米Blue Coat SystemsのネスミスCEOがパケッティア買収後の戦略を説明。両社の製品群を整理し、社内外の広範なアプリケーションをWAN高速化の対象にしていくという。
プロキシ・WAN高速化製品を手掛けるブルーコートシステムズ(以下、ブルーコート)は7月17日、パケッティアの買収について記者説明会を開いた。これは、米Blue Coat Systemsが帯域管理ソリューションの米Packeteerを6月に買収完了したことを受けたもの。WAN高速化・セキュリティとトラフィック管理を軸に両社製品の統廃合を行う。
ブルーコートは、前身であるキャッシュフロー時代からプロキシ技術に実績のあるベンダー。キャッシュプロキシをベースに、セキュリティゲートウェイとWAN越しのアプリケーション通信を最適化するWAN高速化の機能を統合したアプライアンス「Proxy SG」シリーズが主力製品となっている。一方のパケッティアは、トラフィック監視やQoS管理などを提供するトラフィックシェーピング(WAN回線の帯域幅制御)のパイオニアとして、専用装置「PacketShaper」で市場を開拓してきた。両社はアプリケーションの高速配信の分野では従来競合関係にあった。
来日した米Blue Coat Systems社長兼CEOのブライアン・ネスミス氏は「(合併により)競争相手であるRiverbed TechnologyやCisco Systemsよりも優位に立てる」とパケッティア買収の背景を明かす。WAN高速化市場において、ブルーコート単独では20%のシェアがパケッティアとの合併によって30%になり、トップに躍り出た。合併でパケッティアのトラフィック可視化ソリューションを手に入れた新生ブルーコートは、包括的なアプリケーション高速配信ソリューションのベンダーを目指すという。

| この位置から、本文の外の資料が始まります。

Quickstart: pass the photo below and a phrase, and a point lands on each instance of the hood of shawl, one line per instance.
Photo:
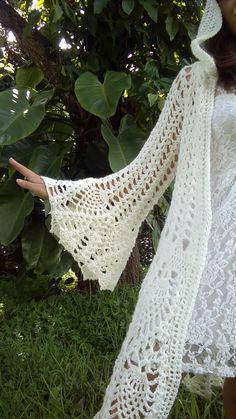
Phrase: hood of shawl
(210, 25)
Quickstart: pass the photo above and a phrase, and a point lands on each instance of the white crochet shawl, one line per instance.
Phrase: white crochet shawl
(97, 221)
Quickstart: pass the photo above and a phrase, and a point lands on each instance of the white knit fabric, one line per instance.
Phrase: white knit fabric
(211, 338)
(97, 221)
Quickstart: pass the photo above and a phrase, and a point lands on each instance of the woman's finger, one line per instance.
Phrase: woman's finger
(38, 189)
(29, 174)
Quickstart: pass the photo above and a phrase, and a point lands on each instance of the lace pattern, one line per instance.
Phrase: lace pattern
(211, 339)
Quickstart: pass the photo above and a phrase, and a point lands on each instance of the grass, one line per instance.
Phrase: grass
(57, 356)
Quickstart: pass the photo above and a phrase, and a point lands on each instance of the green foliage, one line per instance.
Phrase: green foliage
(84, 110)
(101, 99)
(57, 356)
(15, 205)
(28, 76)
(21, 113)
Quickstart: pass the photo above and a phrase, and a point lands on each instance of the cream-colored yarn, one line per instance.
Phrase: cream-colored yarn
(97, 221)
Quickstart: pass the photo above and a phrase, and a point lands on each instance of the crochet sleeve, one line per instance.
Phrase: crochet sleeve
(97, 220)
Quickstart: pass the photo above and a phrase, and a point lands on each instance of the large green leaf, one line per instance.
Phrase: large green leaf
(21, 151)
(151, 8)
(28, 76)
(15, 205)
(101, 99)
(21, 114)
(128, 6)
(40, 249)
(124, 148)
(47, 158)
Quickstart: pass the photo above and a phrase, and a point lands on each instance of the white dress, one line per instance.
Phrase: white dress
(211, 338)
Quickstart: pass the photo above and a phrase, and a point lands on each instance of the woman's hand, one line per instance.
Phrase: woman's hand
(34, 182)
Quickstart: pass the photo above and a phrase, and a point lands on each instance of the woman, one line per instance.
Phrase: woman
(185, 319)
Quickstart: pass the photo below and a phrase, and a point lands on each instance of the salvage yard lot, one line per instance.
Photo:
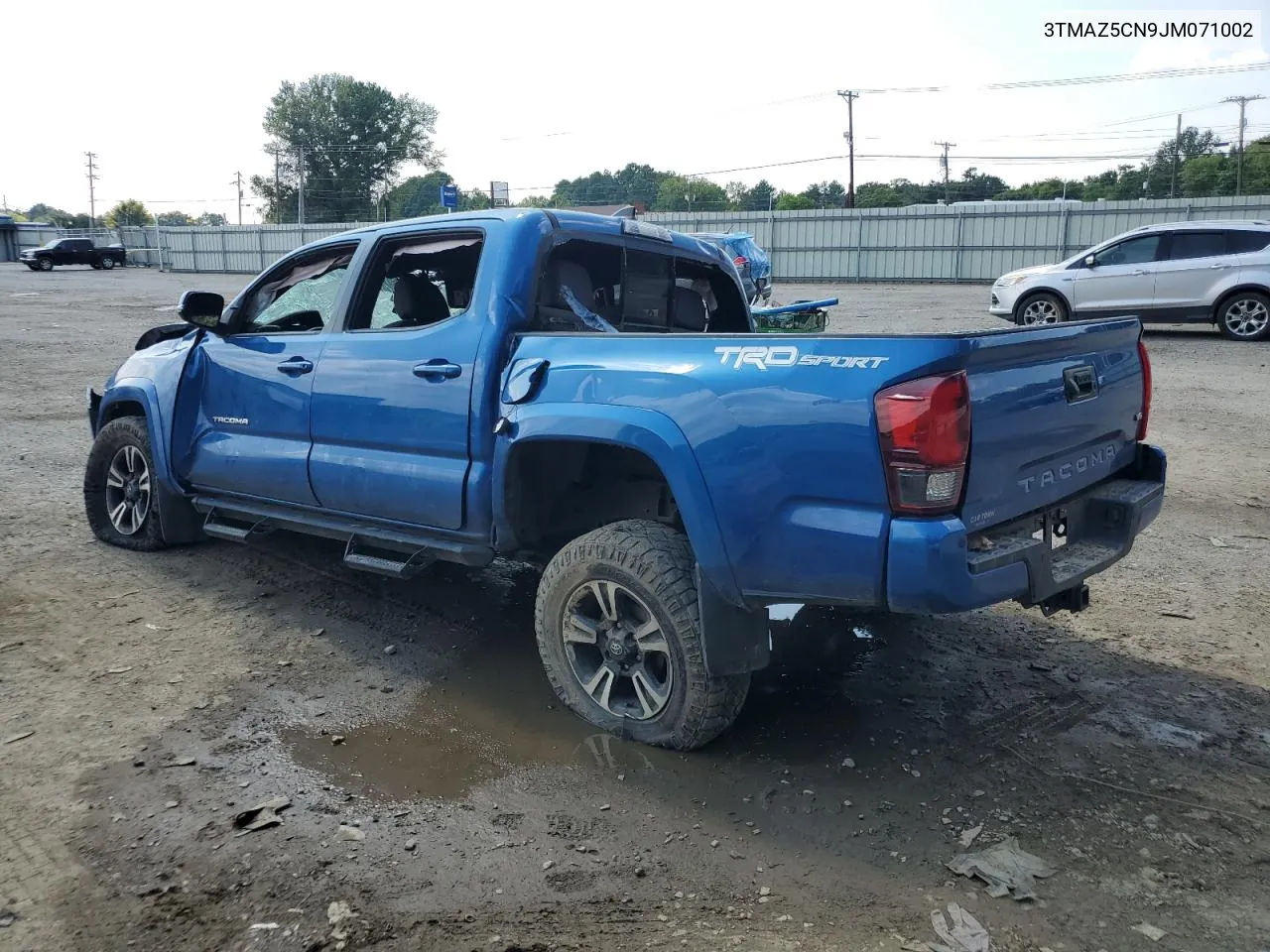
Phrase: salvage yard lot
(1129, 746)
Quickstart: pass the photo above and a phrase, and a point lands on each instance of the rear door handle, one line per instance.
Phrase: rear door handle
(295, 366)
(437, 370)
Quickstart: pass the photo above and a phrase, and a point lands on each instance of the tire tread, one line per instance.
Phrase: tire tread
(662, 558)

「他社のソリューションように、社内アプリケーションの高速化だけではもはや不十分だ。今後はSaaS(Software as a Service)に代表されるクラウンドコンピューティング、MySpaceやFacebookといったSNS、VoIPのようなリアルタイムアプリケーションなど、利用時期・形態が動的に変わるネットアプリケーションも高速化していきたい」(ネスミス氏)
ブルーコートは今後、「すべてのアプリケーションを高速にする」という方針の下、Proxy SGとPacketShaperの2つの製品ラインに沿って既存製品を統廃合する。具体的には、帯域管理/アプリケーション性能管理製品としてPacketShaperへの投資は継続し、WAN高速化・セキュリティゲートウェイの役割はProxy SG側に集約していく。これに伴い、「SkyX」「iShared」「iShaper」「Mobility」といったアプリケーション高速化機能を持つパケッティア製品は廃止となった。さらにパケッティアの管理ツール「IntelligenceCenter」から2つの製品群を統合管理できるようにする。両者の機能連携については、今秋に実現する予定だという。
オフィスを統合したブルーコート日本法人の代表取締役社長となった元パケッティア ジャパン社長の金城盛弘氏は、国内の製品販売・サポートについて「PacketShaperの販売は継続する。販路も変わらない。廃止するパケッティア製品のユーザーに対しては、3年間のサポート継続後、Proxy SGとのトレードアッププログラムを実施する」としている。